Citrix’s Web App and API Protection Service can broaden business’ ability to protect any application including monolithic applications, on-premises applications, cloud applications, and microservice-based applications.  Provided as a cloud delivered security solution that is simple to setup and scales to meet application requirements, Web App and API Protection Service provides holistic layered protection through web application firewall, DDoS mitigation and, to be released soon, bot management.

  • Web App Firewall protects applications for all attack types highlighted by OWASP; protects against SQL injection and cross-site scripting attacks; leverages extensive signatures for known attacks; and employs machine learning to defend against zero-day attacks.
  • DDoS Mitigation protects against volumetric and intelligent layer seven attacks and provides continuous protection to maintain online presence of applications.
  • Bot Management, slated for release soon, filters known bots and uses signatures, device fingerprinting and behaviour analytics to block, challenge, or rate limit bot activity.

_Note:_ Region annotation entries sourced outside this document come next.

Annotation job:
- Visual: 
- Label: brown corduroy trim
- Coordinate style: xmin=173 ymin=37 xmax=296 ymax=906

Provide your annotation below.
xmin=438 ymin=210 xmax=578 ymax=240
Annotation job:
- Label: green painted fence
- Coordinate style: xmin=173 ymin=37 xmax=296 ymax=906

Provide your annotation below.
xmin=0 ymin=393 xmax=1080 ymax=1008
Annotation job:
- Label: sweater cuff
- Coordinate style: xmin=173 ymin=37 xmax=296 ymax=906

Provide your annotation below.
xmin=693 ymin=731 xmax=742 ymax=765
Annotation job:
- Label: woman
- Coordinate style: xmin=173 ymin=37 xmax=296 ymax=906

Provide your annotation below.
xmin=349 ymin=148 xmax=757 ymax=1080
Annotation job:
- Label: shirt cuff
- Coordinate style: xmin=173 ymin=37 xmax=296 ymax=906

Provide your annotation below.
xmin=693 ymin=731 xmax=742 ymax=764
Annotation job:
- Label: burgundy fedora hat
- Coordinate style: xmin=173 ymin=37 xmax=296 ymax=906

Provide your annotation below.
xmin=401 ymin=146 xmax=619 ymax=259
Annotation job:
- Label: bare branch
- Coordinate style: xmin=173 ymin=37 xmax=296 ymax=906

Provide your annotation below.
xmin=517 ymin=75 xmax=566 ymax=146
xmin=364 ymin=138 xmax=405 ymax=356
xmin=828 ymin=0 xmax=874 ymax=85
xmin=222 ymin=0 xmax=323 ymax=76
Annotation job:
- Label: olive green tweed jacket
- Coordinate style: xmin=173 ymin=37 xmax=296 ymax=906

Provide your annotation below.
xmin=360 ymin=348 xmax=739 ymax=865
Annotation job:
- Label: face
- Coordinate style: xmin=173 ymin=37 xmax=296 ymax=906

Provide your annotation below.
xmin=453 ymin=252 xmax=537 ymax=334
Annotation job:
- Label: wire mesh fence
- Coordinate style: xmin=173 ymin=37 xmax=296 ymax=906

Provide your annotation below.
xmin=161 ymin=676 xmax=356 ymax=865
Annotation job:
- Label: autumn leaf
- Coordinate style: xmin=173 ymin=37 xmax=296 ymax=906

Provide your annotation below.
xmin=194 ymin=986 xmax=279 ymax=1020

Web App and API Protection provides quick time to value through simple install, minimized operational overhead, and through constant protections and updates and is delivered via a simple and predictable consumption model based on throughput required.

Until Next Year

Thanks for joining us and the Citrix Summit Series over the past several weeks.  As we tended to focus on the broad announcements, we invite you to view all the remaining content available on-demand until the end of the year, including customer and partner spotlights, as well as the immense volume of materials provided.

We’re certainly excited about the innovation coming out of Citrix as of late; however, though you may feel the Summit announcements were a little vague, remember that Citrix is constantly releasing product updates and feature enhancements in Cloud Services.  Though the Summit Series may not have provided a ton of immediately useful features and functions (i.e. PVS on Azure – what happened?), it did remind us of and stamp the commitment Citrix is making in ensuring and delivering on positive employee experiences, both for IT and our employees.

And that we are both trying to “Better the World through Technology.”